Critique – La fabrique des salauds – Chris Kraus – Belfond
1974 dans un hôpital où deux hommes, la tête trouée, partagent la même chambre.
Le premier, un certain Koja Solm, se confie au second, un hippie bouddhiste pétri de bons sentiment. L’histoire qui va lui raconter fait froid dans le dos. Elle couvre une bonne partie du 20ème siècle, l’un des plus meurtriers, avec, comme point d’orgue, la Seconde Guerre mondiale.
Hormis Koja, la famille Solm, aux racines allemandes, vit à Riga en Lettonie. Elle est composée de la mère, une femme fière de sa filiation aristocratique, du père, un peintre de génie à la raison défaillante, de Hubert, l’aîné, et d’Ev, une petite orpheline adoptée dont les origines juives sont ignorées des parents et des frères.

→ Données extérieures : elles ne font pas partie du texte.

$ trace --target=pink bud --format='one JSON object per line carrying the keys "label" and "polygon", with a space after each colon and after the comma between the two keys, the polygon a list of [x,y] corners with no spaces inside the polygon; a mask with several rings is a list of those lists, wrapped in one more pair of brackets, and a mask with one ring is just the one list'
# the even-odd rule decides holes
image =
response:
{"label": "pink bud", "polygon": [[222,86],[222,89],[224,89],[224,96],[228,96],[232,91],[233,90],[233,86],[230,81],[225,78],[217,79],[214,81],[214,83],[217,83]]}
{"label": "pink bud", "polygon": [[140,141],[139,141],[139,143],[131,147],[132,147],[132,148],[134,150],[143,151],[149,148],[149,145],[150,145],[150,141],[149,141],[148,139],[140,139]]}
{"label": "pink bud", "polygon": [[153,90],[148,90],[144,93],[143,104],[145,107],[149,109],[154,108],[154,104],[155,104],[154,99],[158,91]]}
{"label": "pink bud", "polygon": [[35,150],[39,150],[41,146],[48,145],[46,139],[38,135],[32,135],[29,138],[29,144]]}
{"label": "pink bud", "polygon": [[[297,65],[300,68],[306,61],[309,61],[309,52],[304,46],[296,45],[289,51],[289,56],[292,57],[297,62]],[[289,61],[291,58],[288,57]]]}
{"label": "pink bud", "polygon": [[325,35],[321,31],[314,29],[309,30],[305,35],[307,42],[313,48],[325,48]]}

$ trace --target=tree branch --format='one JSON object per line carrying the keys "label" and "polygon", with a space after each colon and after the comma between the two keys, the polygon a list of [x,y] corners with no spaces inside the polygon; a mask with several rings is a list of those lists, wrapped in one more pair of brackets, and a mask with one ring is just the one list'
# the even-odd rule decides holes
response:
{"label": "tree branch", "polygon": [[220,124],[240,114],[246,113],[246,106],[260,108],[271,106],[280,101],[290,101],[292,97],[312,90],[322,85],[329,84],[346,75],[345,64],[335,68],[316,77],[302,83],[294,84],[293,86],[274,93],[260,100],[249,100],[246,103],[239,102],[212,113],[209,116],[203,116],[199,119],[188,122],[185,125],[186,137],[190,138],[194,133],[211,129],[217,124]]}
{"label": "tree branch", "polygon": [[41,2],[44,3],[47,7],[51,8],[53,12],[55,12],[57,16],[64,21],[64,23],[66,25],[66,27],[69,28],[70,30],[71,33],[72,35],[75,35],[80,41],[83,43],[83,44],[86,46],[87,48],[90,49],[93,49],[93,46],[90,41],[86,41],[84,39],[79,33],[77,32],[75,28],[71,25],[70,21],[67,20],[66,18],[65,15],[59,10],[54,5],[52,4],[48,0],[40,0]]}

Malgré lui (même si on a toujours le choix) et pour subvenir aux besoins de sa famille ruinée, Koja est recruté par les SD. C’est le premier « rôle » que ce caméléon oisif, amoureux des arts et peintre plutôt doué, va endosser. Ce sera le début de la fin pour celui qui n’adhère pas à l’idéologie nazie, contrairement à son frère, et qui se dérobe parfois aux ordres qui le dérangent. Koja semble toujours sur un fil, à distance de ce qui se déroule sous ses yeux, incapable de s’engager totalement. Il incarne aussi en quelque sorte ce que Hannah Arendt appelait la banalité du mal. Il est un être plutôt ordinaire, capable d’empathie mais qui participe néanmoins au système totalitaire parce qu’il ne veut pas mourir. Et, pour survivre, dans cette période chaotique, il est préférable d’être du côté du plus fort. Un précepte qu’il s’appliquera toute sa vie. Y compris pour lui mais aussi pour sauver ceux qu’il aime. Mais le funambulisme a ses limites et l’équilibre peut s’avérer instable.
D’autant plus que l’Armistice et la défaite de l’Allemagne ne signent par l’arrêt de mort de tous les Nazis. En toute impunité, la RFA en a recyclé une bonne partie, notamment dans les services secrets. Après la guerre, Koja va louvoyer en travaillant à la fois pour l’Allemagne, où il va retrouver d’anciens « camarades », l’URSS et Israël. Le parfait agent triple !
Chris Kraus a réussi à la fois une fresque historique invoquant une période, celle de l’après-guerre, peu abordée par la littérature, et le récit intime d’un homme qui a fait les mauvais choix et qui est piégé par ses multiples trahisons, en particulier de son frère, Nazi par conviction, et de sa sœur qui veut venger les Juifs.
Mais, si son « héros » est bien un salaud, on ne parvient pas à le détester totalement. Est-ce son humour, son regard ironique, son état amoureux permanent qui le rendent parfois touchant ? Ou alors sa lâcheté ? Humain, trop humain…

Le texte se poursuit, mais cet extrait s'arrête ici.